To manage without managed care and still have enough patients to generate a reasonably good living, you must become an exceptional practice that builds relationships by exceeding expectations.  If you give patients less than they expect, they will think little of your practice.  If you give them exactly what they expect, they will think you average.  But if you give patients more than they expect, they will become missionaries for your practice.

This checklist can help you determine whether your practice is exceptional:

·       My facility is clean and attractive.

·       My receptionist sounds glad to receive new patient calls.

·       The new patient is the subject of the exam instead of the object, with all attention given to him or her.

·       I have a Treatment Coordinator who provides new-patient services beyond the patient's expectations.

·       I do not make the new patient wait for me at the new-patient exam.

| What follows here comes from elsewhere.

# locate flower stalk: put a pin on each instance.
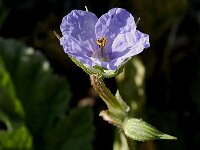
(117, 109)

·       At the new-patient exam, my mind is on the patient instead of on the clinic.

·       I have fully flexible financial arrangements, including zero-initial-payment options.

·       My case presentation focuses on the patient and his or her needs; it educates and motivates the patient for treatment.

·       I provide adequate written and verbal patient communications from the beginning of treatment to the end.

·       I conduct periodic written reviews to control treatment and to reward the patient for cooperating.

·       I see the patient promptly at each visit.

·       I complete the patient's treatment on time.

·       My staff members like the patients, and they show it.

·       My staff members go out of their way to enjoy the patients, listening and responding to what they say.

·       My staff is a constructive, motivating part of the practice and is not just collecting paychecks.

·       My staff and I build high-quality relationships with our dental referrers, and especially with their staffs.

·       My staff and I continuously strive to improve our services and the quality of our treatment.

If you checked all of these items, your practice is exceptional. If not, you may need to improve your practice management to avoid managed care.

Conclusions:

Once a practice accepts any managed-care patients, it is at the mercy of the insurance company.  The program will eventually drag down the doctor and staff, who will have to work harder for less compensation, and will drag down the quality of care, because expensive supplies and equipment will be unaffordable.

 

Professionals caught up in managed-care programs have somehow forgotten that managed care cannot exist without them.  If all orthodontists refused to sign managed-care contracts, there would be no managed care in the orthodontic profession.  An insurance company will not generate sufficient revenue from its customers if orthodontists refuse to provide treatment for reduced fees.